Wall Street Journal
In recent years, America's fiscal story has been one of steady decline -- from record surpluses to record deficits. In 2001, the federal government had a projected 10-year surplus of $5.6 trillion. Today, we are looking at a fiscal year 2009 deficit of $1.7 trillion.
A number of factors have brought us to this cash-strapped point, including reckless tax cuts, the cost of two wars, entitlement programs that have grown on autopilot, and the necessary, though costly, efforts to get our economy out of recession. But by far the worst decision was the abandonment in the Bush years of the principle that our country should pay for what it buys. It's time to learn from that error and establish that principle in law.
President Obama has made the pay-as-you-go rule -- a.k.a. "paygo" -- a central part of his campaign for fiscal responsibility. Under paygo, Congress is compelled to find savings for the dollars it spends. In the 1990s, paygo proved to be one of our most valuable tools for climbing out of a budgetary hole. As President Obama put it earlier this month, "It is no coincidence that this rule was in place when we moved . . . to record surpluses in the 1990s -- and that when this rule was abandoned, we returned to record deficits that doubled the national debt."
President George W. Bush and the Republican Congress set paygo aside, turning borrowed money into massive tax cuts for the most privileged. Borrowing made those tax cuts politically pain-free as long as Mr. Bush was in office, but it only passed the bill on to the next generation -- along with ever-inflating interest payments.
Democrats, on the other hand, understand that we owe it to our fiscal future to pay our bills up-front. As soon as our party took back Congress in 2007, we made the principle of paying for what we buy part of the House rules. To be sure, Congress hasn't always lived up to that commitment, usually when the Senate rejected House bills that were paid for. But that is all the more reason to give paygo the force of law. On Mr. Obama's behalf, we have introduced legislation to keep Congress, whether controlled by Democrats or Republicans, from sacrificing our fiscal health to the political pressures of the moment.

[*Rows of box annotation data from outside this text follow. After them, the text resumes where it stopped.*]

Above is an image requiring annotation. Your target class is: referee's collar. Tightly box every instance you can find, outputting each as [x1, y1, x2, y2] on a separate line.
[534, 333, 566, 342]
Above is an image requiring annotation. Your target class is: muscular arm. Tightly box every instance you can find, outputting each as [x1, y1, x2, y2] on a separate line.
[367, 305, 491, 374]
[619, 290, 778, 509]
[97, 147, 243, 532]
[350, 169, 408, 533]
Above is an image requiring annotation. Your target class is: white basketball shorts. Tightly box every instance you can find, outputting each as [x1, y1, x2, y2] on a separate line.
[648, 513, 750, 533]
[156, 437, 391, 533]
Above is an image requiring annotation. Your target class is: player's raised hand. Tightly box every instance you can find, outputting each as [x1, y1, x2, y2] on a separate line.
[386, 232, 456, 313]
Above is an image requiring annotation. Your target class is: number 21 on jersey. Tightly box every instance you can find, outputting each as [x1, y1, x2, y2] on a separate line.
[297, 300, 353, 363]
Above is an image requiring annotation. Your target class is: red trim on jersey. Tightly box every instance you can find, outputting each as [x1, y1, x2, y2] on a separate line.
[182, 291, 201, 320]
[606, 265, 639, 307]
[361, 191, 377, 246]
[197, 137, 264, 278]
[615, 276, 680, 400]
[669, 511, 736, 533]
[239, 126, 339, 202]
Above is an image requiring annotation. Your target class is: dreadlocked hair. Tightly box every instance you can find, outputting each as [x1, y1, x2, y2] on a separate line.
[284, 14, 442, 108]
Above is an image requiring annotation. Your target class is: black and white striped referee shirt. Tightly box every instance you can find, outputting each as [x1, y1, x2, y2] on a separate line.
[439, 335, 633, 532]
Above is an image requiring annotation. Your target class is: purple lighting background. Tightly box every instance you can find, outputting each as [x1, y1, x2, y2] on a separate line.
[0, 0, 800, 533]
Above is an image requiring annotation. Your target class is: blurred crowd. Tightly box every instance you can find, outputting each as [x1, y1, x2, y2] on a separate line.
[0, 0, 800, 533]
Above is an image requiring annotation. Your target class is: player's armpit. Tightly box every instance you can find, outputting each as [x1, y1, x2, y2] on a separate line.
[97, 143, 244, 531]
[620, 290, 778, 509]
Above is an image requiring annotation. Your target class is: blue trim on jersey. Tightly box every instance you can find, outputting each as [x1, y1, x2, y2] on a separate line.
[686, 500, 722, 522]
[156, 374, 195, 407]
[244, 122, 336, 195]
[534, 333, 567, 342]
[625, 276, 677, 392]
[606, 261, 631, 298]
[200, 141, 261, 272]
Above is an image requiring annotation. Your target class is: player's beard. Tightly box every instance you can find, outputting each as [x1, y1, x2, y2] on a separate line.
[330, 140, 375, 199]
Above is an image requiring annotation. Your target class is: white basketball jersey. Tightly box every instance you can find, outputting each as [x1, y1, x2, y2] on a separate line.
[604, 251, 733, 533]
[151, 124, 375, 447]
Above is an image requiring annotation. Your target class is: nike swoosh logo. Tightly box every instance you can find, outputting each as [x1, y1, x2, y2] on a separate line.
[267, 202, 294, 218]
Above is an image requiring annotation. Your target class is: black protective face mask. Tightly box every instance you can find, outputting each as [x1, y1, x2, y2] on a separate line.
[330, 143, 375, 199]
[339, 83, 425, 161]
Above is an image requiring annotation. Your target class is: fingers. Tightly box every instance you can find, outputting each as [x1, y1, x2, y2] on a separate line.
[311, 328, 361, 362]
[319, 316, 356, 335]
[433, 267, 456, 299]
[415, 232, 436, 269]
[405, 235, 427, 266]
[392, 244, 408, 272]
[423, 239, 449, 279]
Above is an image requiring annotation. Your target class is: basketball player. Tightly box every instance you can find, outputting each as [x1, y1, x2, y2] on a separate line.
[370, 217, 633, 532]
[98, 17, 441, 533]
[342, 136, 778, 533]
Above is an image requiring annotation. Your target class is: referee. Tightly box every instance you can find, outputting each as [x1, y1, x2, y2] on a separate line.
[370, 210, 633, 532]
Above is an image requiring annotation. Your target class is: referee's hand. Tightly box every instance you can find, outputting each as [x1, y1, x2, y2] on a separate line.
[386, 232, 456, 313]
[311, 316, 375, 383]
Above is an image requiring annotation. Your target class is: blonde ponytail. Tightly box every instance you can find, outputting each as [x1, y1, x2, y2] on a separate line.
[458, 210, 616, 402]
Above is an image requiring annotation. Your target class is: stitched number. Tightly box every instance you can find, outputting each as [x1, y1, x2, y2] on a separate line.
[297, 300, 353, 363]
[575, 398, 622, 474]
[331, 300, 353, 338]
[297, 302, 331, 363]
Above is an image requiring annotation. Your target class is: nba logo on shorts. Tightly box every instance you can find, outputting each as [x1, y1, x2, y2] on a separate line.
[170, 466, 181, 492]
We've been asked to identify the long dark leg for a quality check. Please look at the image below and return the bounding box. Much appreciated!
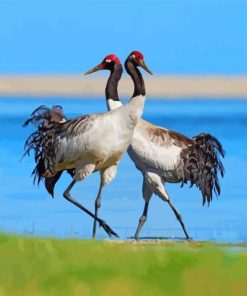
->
[93,178,103,238]
[167,199,190,239]
[134,201,149,240]
[63,181,118,237]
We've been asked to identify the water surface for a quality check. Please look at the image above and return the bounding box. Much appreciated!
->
[0,98,247,242]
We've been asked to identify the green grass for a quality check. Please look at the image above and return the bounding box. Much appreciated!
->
[0,235,247,296]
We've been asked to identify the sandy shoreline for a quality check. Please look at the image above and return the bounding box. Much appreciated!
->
[0,75,247,99]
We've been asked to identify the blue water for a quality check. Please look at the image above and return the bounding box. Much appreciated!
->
[0,98,247,242]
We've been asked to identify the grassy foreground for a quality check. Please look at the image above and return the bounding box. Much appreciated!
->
[0,235,247,296]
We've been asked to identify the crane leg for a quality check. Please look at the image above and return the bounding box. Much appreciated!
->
[167,199,190,239]
[134,201,149,240]
[145,172,190,239]
[93,181,103,238]
[63,180,118,237]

Some in our party have expressed concerns that paygo will limit our ability to fund pressing priorities, from education to clean energy. But we believe that such important investments are long-term propositions -- a little discipline now will ensure that we have the resources to fund them consistently for years to come.
Other critics complain that paygo would pit tax cuts against cuts in spending. But that is exactly what responsible budgeting requires -- a willingness to make hard choices between competing priorities. Paygo can also push us to eliminate wasteful spending and subsidies.
The president's paygo proposal, which we introduced, would require that all new policies reducing revenues or expanding entitlement spending be offset. Legislation extending current policy on the Alternative Minimum Tax, Medicare payments to doctors, and the estate-tax cuts and tax cuts passed in 2001 and 2003 can be enacted without offsets. This approach will allow us to enforce fiscal discipline for the years ahead without being hobbled by past Republican budget gimmicks.
Because the president's proposal includes exemptions for extending current policies, some budgetary hawks have criticized it for not going further. While we are sympathetic to that position, we view those exemptions as a crucial concession to reality that keeps fiscal discipline politically viable. Nobody -- not even the toughest budget hawks -- believes that Congress will find offsets for those current policies. And creating requirements that nobody expects to be enforced would fatally weaken the credibility of paygo as a whole. Experience has taught us that a budgeting rule that is ignored can be worse than no discipline at all.
Fiscal responsibility will take much more work, from controlling the spiraling health-care costs that consume more and more of our GDP and budget each year to reforming our rapidly-growing entitlement programs. It is daunting work, but it can begin here. And if we fail to take even this step -- to hold to a rule of responsibility that governs even the smallest family budgets -- then we are in deeper trouble than even the worst pessimists feared.
Mr. Hoyer (D., Md.) is the House majority leader. Mr. Miller (D., Calif.) is chairman of the House Committee on Education and Labor.